The governance detail inside the capex press release: a board seat had to move before the silicon could.
CNBC covered the deal as a capex and Broadcom-stock story; the paper reads the board move as the governance signal.
X chip traders read the Hock Tan departure as the unspoken admission that NVIDIA's monopoly on the frontier stack is structurally broken.
The paper covered Meta's one-gigawatt Broadcom commitment on Thursday as the inflection point in the custom-silicon race. Day two produces the structural picture. Broadcom now holds custom-chip partnerships with three of the four frontier AI labs: Meta through 2029 at one gigawatt, OpenAI across ten gigawatts signed in October 2025, and Google on a long-term basis extended April 6. [1] Only Anthropic, which uses Google's TPUs through the Amazon and Google joint arrangement, remains outside the Broadcom tent.

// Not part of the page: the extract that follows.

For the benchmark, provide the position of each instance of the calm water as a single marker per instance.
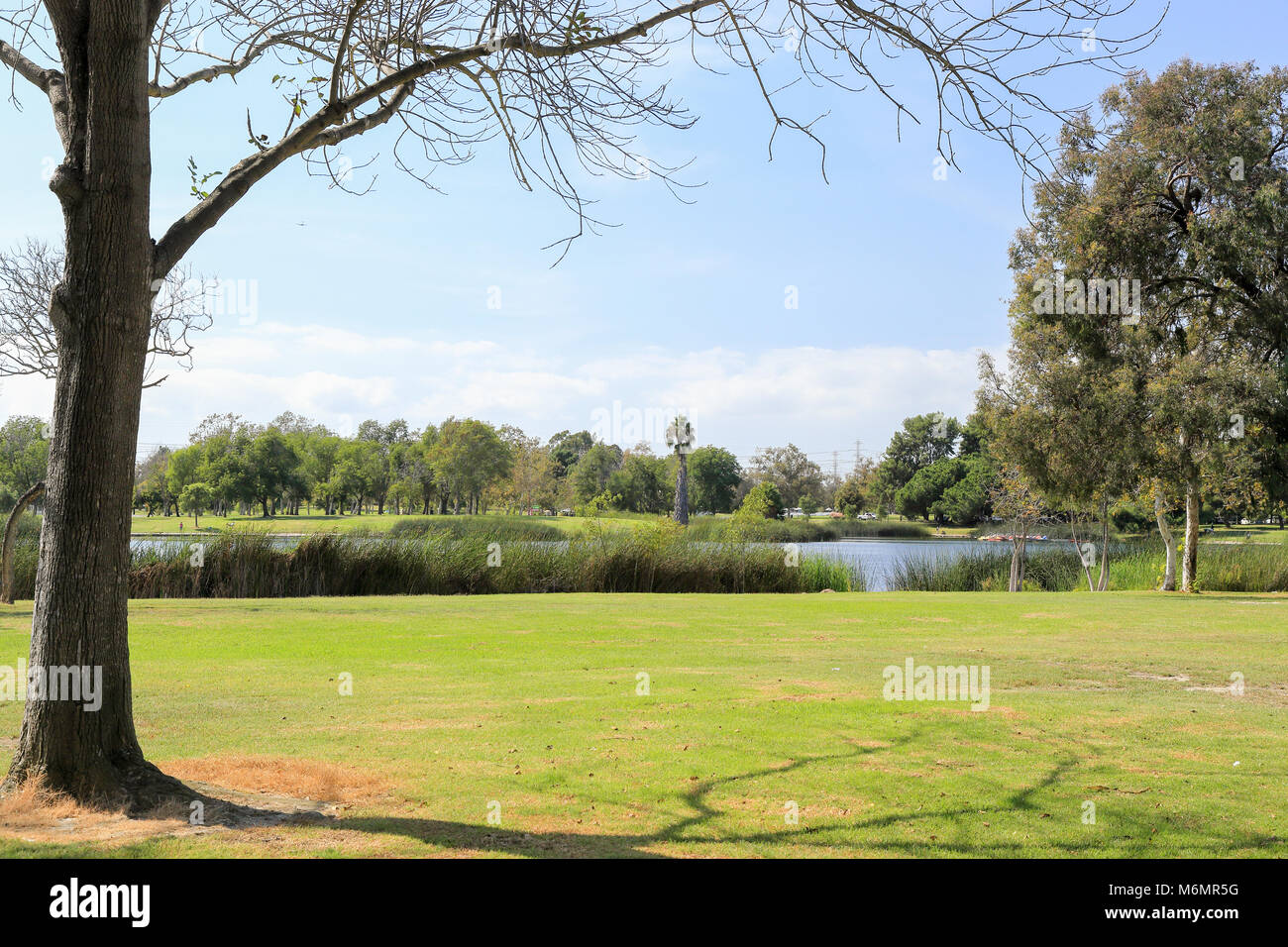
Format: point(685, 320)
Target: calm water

The hard-news hook is not the wattage. It is the governance. Hock Tan will leave Meta's board after two years of service, a move Meta and Broadcom announced simultaneously with the deal. [2] Board seats at customer companies are the semiconductor industry's standard goodwill instrument — Jensen Huang holds none at hyperscalers for exactly this reason. A custom-silicon deal at gigawatt scale is material enough that the fiduciary conflict had to be named and resolved publicly rather than papered over.
The trifecta reshapes a market NVIDIA has dominated by dictating roadmap timing to every hyperscaler simultaneously. Broadcom's customer-specific designs — Meta's MTIA successor, OpenAI's TPU-class accelerator, Google's TPUv7 — allow three firms to decouple their capex from NVIDIA's release calendar. The monopoly was never a technical fact. It was a scheduling one. The schedule has broken.
Anthropic, the holdout, now looks like the exception proving the structural shift.